Nov. 5, 2004
WASHINGTON, D.C. — Senior citizens living at Edgewood Terrace in northeast Washington, D.C., will have access to an array of new, high-tech health care services, thanks to a $692,282 grant from the U.S. Department of Commerce’s Technology Opportunities Program.
The Catholic University of America and Community Preservation and Development Corporation (CPDC) — a non-profit affordable housing developer that owns Edgewood Terrace — were awarded the grant to create a cooperative “Tele-health Program,” using advanced telecommunications and computer technology to monitor and improve the health of more than 300 elder residents of the housing community.
The Commerce Department’s Technology Opportunities Program promotes the use of digital, telecommunications and computer technology to benefit the community and create new jobs. The TOP office normally approves 25 to 30 projects each year — roughly 5 to 6 percent of the total grant proposals submitted.
As part of the CPDC/CUA Tele-health grant, the Tele-health program will also offer training for entry-level paraprofessional health care workers, such as nursing assistants and home health aides, increasing their opportunities for advancement and higher salaries. During the grant’s three-year term, 40 students will be trained for certification as biomedical home health care technicians who can install in-home monitoring systems, perform data tracking analysis, and operate specialized health equipment.
Catholic University’s participants in the program include an interdisciplinary team of faculty and students from the schools of engineering and nursing and its National Catholic School of Social Service. Some of their efforts will include educating and training senior citizens on home-monitoring equipment best suited for their respective health conditions. They’ll also help seniors seek care without leaving Edgewood Terrace, by using video, the Internet, and other Tele-health technologies to interact with off-site clinicians at the National Rehabilitation Hospital and the CUA School of Nursing.
“This grant continues the track record within the School of Engineering and its Department of Biomedical Engineering of innovative research in Tele-health and home health care technologies,” said Charles Nguyen, dean of CUA’s School of Engineering. “It also recognizes the collaborative efforts of CUA engineering, nursing and social work researchers to benefit the local community.”
Edgewood is located less than a mile from CUA’s campus in the Brookland neighborhood of Washington, DC. The 16-acre, 792-unit community is home to low and moderate-income residents of all ages and is the flagship of CPDC’s mission to create vibrant communities through innovation and partnerships.

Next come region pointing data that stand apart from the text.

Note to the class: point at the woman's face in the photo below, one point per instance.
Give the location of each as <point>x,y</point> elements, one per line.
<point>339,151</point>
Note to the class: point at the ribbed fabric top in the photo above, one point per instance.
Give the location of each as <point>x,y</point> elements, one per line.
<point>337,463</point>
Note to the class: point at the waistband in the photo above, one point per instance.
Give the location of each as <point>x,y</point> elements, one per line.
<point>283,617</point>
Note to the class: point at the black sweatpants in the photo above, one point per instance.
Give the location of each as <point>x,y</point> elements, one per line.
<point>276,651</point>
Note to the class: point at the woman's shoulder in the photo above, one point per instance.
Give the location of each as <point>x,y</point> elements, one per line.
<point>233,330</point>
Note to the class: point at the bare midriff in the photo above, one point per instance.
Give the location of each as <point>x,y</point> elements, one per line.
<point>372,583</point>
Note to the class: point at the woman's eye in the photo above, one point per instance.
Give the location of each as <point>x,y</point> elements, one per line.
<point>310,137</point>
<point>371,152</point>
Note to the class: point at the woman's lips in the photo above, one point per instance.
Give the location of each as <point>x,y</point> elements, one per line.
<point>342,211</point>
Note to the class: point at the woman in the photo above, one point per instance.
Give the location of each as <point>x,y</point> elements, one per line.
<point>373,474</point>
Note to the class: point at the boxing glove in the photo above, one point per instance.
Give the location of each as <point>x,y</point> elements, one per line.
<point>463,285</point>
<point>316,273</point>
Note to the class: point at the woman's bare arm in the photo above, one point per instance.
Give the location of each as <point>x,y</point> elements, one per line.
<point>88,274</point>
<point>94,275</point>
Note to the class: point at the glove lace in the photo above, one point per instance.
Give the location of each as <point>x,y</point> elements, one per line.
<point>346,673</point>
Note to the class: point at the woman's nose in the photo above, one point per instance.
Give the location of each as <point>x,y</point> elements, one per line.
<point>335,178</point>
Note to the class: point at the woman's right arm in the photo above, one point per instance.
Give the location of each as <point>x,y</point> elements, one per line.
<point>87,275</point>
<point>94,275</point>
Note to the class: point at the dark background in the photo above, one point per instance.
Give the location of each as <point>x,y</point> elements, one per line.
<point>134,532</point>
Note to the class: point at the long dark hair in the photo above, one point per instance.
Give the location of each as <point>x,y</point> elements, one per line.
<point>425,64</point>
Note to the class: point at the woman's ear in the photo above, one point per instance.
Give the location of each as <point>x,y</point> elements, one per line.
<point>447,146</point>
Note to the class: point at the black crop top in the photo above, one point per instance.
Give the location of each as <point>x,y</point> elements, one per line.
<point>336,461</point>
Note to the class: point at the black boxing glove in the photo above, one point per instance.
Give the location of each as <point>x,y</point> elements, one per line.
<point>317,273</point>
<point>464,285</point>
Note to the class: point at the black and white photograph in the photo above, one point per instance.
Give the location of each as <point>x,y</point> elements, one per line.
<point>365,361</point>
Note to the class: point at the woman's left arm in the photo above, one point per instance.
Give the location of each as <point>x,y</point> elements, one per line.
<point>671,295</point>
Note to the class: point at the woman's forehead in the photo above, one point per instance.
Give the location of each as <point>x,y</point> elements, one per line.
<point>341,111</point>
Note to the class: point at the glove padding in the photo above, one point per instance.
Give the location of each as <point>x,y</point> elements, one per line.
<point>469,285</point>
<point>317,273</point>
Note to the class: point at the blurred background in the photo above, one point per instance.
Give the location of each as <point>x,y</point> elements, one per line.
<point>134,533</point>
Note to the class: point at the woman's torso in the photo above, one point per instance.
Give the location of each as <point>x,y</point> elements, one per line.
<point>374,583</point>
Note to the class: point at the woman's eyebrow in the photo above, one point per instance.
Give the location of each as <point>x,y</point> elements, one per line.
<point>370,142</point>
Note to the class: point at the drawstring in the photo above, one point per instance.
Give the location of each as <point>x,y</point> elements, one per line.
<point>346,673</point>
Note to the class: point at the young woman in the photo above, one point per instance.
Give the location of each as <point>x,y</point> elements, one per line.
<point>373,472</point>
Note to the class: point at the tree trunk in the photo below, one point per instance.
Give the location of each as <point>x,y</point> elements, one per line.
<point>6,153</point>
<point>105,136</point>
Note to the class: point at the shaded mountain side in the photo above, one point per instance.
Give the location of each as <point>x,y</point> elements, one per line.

“We are excited about the combined and complementary strength of this team as we begin to use cutting-edge technologies to address pressing health care needs and create safe living environments for seniors,” said CPDC Vice President Albert J. Browne. “Our home health care technology training will also create a positive economic impact on this local community. After graduating, previously low-wage healthcare workers will be able to enter the economic mainstream.”
The Tele-health program will tap resources at the National Rehabilitation Hospital, Microsoft Corporation and George Washington University. Approval for the federal funding was contingent upon CPDC and CUA identifying a matching amount of funds. They did so, bringing the total grant amount to $1.3 million. Catholic University’s portion of the grant amounts to $257,000.
MEDIA: For more information, contact Chris Harrison in the CUA Office of Public Affairs at 202-319-5600 or Patricia M. Dashiell, CPDC’s Communications Manager, at 202-895-8900.
The Catholic University of America, located in the heart of Washington, D.C., is unique as the national university of the Catholic Church in America. Founded in 1887 and chartered by Congress, the university opened as a graduate and research institution. Undergraduate programs were introduced in 1904. Today the private and coeducational campus has approximately 5,900 undergraduate and graduate students from all states and 90 countries enrolled in 11 schools of architecture and planning, arts and sciences, canon law, engineering, philosophy, law, library and information science, music, nursing, theology and religious studies and social service.
Community Preservation and Development Corporation (CPDC) was founded in 1989 to set a new standard for affordable housing. CPDC's mission is to create vibrant communities through innovation and partnerships. To accomplish this, CPDC creates and preserves financially sound, socially responsible affordable housing for low- and moderate-income individuals and families and, in cooperation with community residents, develops community programs that strengthen communities and increase opportunities for growth. Their mixed-income properties spark revitalization in neighborhoods across the District of Columbia, Northern Virginia, and Maryland, with empowerment programs reaching well beyond their properties. Their portfolio includes 23 properties, with nearly 3,500 housing units.